The dispersity is a measure/degree of the homogeneity/heterogeneity of sizes of particles in a mixture/system. The uniformity of dispersed systems is expressed as polydispersity index (PDI), see Table 1. Low PDI values demonstrate narrow size distribution and the uniformity of samples contrary to PDI ≈ 1, which indicates that samples that have a very broad size distribution, may contain large particles or aggregates and are not suitable for measurements [27,28]. In the prepared NPs of HCTZ, PDI values ranged from 0.128 to 0.396, when the samples 1a and 5b (with PDI values 0.654 and 0.470) were eliminated.
Sample 5c with the smallest particle size and low PDI, where HCZT was stabilized with 5% carboxymethyl dextran sodium salt, was chosen for additional characterization and solubility test. Figure 2 illustrates the Fourier transform mid infrared (FT-MIR) spectra of the starting bulk HCTZ, carboxymethyl dextran sodium salt and HCTZ NPs stabilized with the excipient and thus verifies the composition of sample 5c. Scanning electron microscopy (SEM) shows bulk HCZT, see Figure 3A, while Figure 3B represents an SEM image showing the surface structure and the morphology of sample 5c. The surface and structure of nanoparticles were uniform with no roughness.
Figure 2.
FT-MIR spectra of hydrochlorothiazide stabilized with 5% carboxymethyl dextran sodium salt (sample 5c, A); bulk hydrochlorothiazide (B) and carboxymethyl dextran sodium salt (C).
Figure 3.
SEM images of bulk hydrochlorothiazide at magnification 1600× (A) and hydrochlorothiazide stabilized with 5% carboxymethyl dextran sodium salt (sample 5c) at magnification 100× (B).
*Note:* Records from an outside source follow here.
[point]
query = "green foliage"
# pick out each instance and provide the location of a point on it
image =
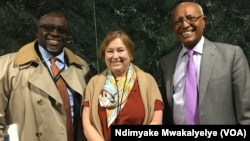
(148, 23)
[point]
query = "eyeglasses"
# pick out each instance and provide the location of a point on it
(189, 19)
(51, 28)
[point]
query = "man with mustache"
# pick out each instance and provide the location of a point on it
(221, 78)
(29, 96)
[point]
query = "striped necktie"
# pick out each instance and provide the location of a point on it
(191, 92)
(61, 86)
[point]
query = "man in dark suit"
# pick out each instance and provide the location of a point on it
(221, 71)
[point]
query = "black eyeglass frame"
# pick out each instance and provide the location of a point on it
(189, 19)
(50, 28)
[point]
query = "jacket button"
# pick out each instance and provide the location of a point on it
(38, 134)
(40, 102)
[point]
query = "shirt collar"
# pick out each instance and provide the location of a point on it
(198, 48)
(46, 55)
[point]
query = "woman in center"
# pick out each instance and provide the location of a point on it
(121, 94)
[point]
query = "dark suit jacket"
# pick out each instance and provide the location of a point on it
(224, 85)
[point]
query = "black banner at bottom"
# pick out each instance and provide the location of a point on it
(194, 132)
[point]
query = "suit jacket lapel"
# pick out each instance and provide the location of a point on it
(208, 59)
(42, 80)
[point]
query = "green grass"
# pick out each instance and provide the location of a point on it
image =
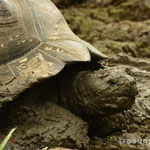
(3, 144)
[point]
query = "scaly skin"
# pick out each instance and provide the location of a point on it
(94, 93)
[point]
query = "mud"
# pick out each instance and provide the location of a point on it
(41, 123)
(120, 29)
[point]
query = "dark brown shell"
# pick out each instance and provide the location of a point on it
(36, 41)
The solubility of bulk HCTZ (as a control sample) and HCTZ NPs (sample 5c) was tested; the results of this investigation are presented in Table 2, where the concentrations of HCTZ NPs dissolved in water with pH 6 were determined by HPLC in comparison with bulk HCTZ. The dissolved amount of bulk HCTZ was 16.6 µg/mL, while that of HCTZ NPs was 107.9 µg/mL, i.e., the application of NPs led to a significant, 6.5-fold increase of the solubility of HCTZ.
Table 2.
Results of dissolution test.
| Sample | HPLC Determined Conc. (µg/mL) | R |
|---|---|---|
| bulk HCTZ (control sample) | 16.6 | – |
| HCTZ NPs (sample 5c) | 107.9 | 6.5 |
Water soluble, biodegradable, biocompatible and nontoxic carboxymethyl dextran has been widely used as a stabilizer and a nanocarrier for drug delivery [29,30,31,32,33,34,35,36]. Based on the experiments, it can be stated that carboxymethyl dextran sodium salt can be considered as a versatile stabilizer for a variety of drugs from classes II–IV of the Biopharmaceutical Classification System, for example, lipophilic steroids [24], highly hydrophilic risedronate sodium [18], basic cimetidine [37], acid candesartan cilexetil and calcium salt of atorvastatin [25]. In general, it provided stable NP samples with narrow particle size distribution in concentrations of 3% and 5% in dichloromethane rather than in acetone [17,24,25,37]. This may be connected with properties of non-polar dichloromethane (with dipole moment 1.60 D in contrast to polar aprotic acetone with dipole moment 2.88 D [38]) and hydrophilic charged polymeric carboxymethyl dextran sodium salt and their (non)bonding interactions with used molecules of drugs [30,31,32,33,34]. Despite its toxicity, dichloromethane has been one of the most widely used solvents of drugs of intrinsic emulsified phase [29,39] dispersed in aqueous solution of carboxymethyl dextran sodium salt. The different mechanisms of generation of NPs in comparison with the antisolvent precipitation process in the presence of polar acetone seems to be another important parameter affecting the particle size and the homogeneity of the samples. Nevertheless, it can be stated that the “net” formed by 5% concentration of carboxymethyl dextran sodium salt prevents aggregation/agglomeration of drug substance particles.
3. Experimental Section
3.1. General Procedure for Preparation of Nanoparticles
The model compound hydrochlorothiazide (HCTZ) and the excipients sodium dodecyl sulfate, Tween 80 and carboxymethyl dextran sodium salt were purchased from Sigma-Aldrich (St. Louis, MO, USA). All compounds were of analytical grade. H2O-HPLC-Mili-Q Grade was used as a solvent of the excipients. Each excipient (0.1, 0.3 or 0.5 g) was dissolved in water (10 mL), and three solutions with mass concentrations 1%, 3% and 5% were prepared. HCTZ (0.1 g) was dissolved in dichloromethane or acetone (10 mL), i.e., 1% solutions were prepared. The solution of HCTZ in dichloromethane/acetone was slowly dropped (2 mL/min) to the aqueous solutions of excipients, and the solutions were stirred at 600 rpm for 15 min at 25 °C, after which the mixtures were transferred to the ultrasonic bath in the fume chamber, where they were mixed again for 20 min for homogenization of the samples. Finally, the solvent was evaporated.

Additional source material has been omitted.